NEW FACES, NEW PLANS, NEW DATA, NEW PRIZES
—Reeling from safety problems that forced it to scrap all of its drugs in human clinical testing, Arrowhead Pharmaceuticals (NASDAQ: ARWR) is looking to a new RNAi drug delivery technology to turn its fortunes around.
—Shares of Intercept Pharmaceuticals (NASDAQ: ICPT) fell 24 percent after the FDA sent a letter to clinicians warning of instances of serious liver problems and deaths in patients taking obeticholic acid (Ocaliva), which is approved for primary biliary cholangitis and is being tested in non-alcoholic steatohepatitis.
—Two former GlaxoSmithKline (NYSE: GSK) executives are taking on new roles in biotech investing. Andrew Witty, who was GSK’s CEO for nine years, has joined Hatteras Ventures of Durham, NC, as a venture partner. Former GSK R&D executive Moncef Slaoui is now a partner at Medicxi, an investment firm based in Europe.

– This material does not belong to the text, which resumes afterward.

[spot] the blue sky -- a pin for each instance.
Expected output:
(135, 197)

—Shares of Menlo Park, CA-based Versartis (NASDAQ: VSAR) plummeted more than 84 percent after somavaratan—an engineered, long-acting version of human growth hormone—failed a Phase 3 trial in pediatric growth hormone deficiency.
—CRISPR-Cas9 gene editing pioneer Feng Zhang won the $500,000 Lemelson-MIT prize for “big ideas that change fields,” as STAT reports here.
—At a workshop at the National Academies of Sciences, Engineering, and Medicine, top FDA drug evaluator Janet Woodcock said the clinical trials system is “broken” and needs to be updated, Regulatory Focus reported.
—In a blog on his company’s website, Express Scripts (NYSE: ESRX) chief medical officer Steve Miller wrote that the health care system “isn’t set up” to handle a high-priced, one-time treatment like gene therapy, which is nearing its first U.S. approval. Miller wrote that gene therapies will require novel payment systems, and many ideas—like paying for a treatment over time, forming risk pools, and financing one-time payments—are on the table.
Alex Lash and Frank Vinluan contributed to this report.